Cecelia Di Mino 8:38 p.m., March 31
The Port of San Diego?
“First real coffee house in California,” says the sign.
Oh. Guess I’m the last to find it. This is Café Bassam (3088 Fifth Avenue, at Redwood, Bankers Hill, 619-557-0173). Used to be downtown, right?
It’s coming on evening. Have to go in. Loved it downtown. Heard it was different up here on the way to Hillcrest.
But what clinches it is when I go in. Wow. Surrounded by Victorian mirrors, a heckuva vintage-rifle collection on the walls, comfy sofas, antique tables, jewelry collections, displays of cigars, medals, paintings.
Horse on the counter
Cabinet of crystal
And this actual Picasso in the bathroom
Place is awesomely rich in, well, stuff. Feels like your anthropologist-uncle’s dark sitting room. Glow of laptops of around the tables where people sit, mostly with coffee.
Get up to the counter. They have sandwiches and things such as cheese and olive platters, but I’m just angling for a coffee.
Then, uh oh. I see on the menu they have a glass of port wine for $5.

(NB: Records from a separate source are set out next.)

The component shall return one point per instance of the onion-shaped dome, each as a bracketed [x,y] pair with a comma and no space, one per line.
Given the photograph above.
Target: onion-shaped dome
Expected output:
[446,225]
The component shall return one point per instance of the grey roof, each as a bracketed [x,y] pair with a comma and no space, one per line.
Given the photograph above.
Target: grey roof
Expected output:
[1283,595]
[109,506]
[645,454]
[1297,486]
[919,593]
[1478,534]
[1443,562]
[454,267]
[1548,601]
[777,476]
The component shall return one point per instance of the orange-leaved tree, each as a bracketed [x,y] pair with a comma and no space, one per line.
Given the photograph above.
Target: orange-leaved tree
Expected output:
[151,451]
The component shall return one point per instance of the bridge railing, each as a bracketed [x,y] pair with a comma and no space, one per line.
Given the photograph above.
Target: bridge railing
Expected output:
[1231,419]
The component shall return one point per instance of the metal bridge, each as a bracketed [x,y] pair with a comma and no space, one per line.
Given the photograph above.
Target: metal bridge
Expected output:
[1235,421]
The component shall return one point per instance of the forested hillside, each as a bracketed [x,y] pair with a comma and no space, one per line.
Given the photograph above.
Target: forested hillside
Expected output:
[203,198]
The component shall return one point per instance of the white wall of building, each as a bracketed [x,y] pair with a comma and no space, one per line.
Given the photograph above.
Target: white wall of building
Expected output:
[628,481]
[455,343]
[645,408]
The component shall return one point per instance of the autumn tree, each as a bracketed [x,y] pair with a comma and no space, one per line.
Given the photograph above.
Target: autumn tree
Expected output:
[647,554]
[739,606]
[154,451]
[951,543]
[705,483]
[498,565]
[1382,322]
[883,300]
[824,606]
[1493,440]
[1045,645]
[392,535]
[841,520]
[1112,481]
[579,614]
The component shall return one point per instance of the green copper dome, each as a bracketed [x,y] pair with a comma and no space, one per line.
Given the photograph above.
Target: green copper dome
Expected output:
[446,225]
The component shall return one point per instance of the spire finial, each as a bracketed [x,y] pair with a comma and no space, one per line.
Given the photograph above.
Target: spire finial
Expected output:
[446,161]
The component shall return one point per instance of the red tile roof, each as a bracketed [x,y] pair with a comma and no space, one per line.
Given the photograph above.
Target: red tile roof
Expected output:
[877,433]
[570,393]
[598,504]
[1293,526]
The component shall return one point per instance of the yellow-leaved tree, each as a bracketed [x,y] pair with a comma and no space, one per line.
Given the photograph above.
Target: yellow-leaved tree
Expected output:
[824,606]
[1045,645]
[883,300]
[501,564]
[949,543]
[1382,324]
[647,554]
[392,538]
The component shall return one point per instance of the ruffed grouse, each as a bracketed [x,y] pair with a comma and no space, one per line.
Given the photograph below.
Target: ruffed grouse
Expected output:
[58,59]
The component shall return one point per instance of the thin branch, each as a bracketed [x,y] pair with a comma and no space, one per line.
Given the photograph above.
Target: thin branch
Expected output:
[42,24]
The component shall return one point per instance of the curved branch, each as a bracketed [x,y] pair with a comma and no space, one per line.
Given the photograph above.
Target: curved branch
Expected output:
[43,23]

Love that. Love it with coffee when I have the dinero. I check the wallet. I have the dinero, just. Gal named Stephanie serves me a big wide china cup of coffee and a glass of port. This luxo coffee’s only $2, so I’m out $7, all in.
I take them outside and sit down at a slat table. Looking out to the setting sun in the trees of Balboa Park. How have I’ve missed this beautiful spot before?
So I’m going sip coffee, sip port, sip coffee, sip port, and thinking deep thoughts when this guy in a hat and another guy come sit next table up. He has a bottle of port in his hand.
Turns out he’s Bassam Shamma, aristocratic Palestinian, originally from Jordan. The owner. He and his friend Joe, from Lebanon, are sharing a port and holding forth in Arabic.
When he sees me drinking port, he tops up mine along with Joe’s. Can’t stop him.
“Don’t even try,” says Joe. “This man is generous to a fault. He’s that kind of guy.”
“When I opened downtown in 1991,” Bassam tells me, “there was Croce’s, Sybil’s Down Under, and the Spaghetti Factory. That was it. I wanted to create a café such as you find in France, the Middle East. A meeting place. Good coffee, good conversation.”
“And good port,” I say. But I hold my hand over the glass -- he’s that kind of a guy.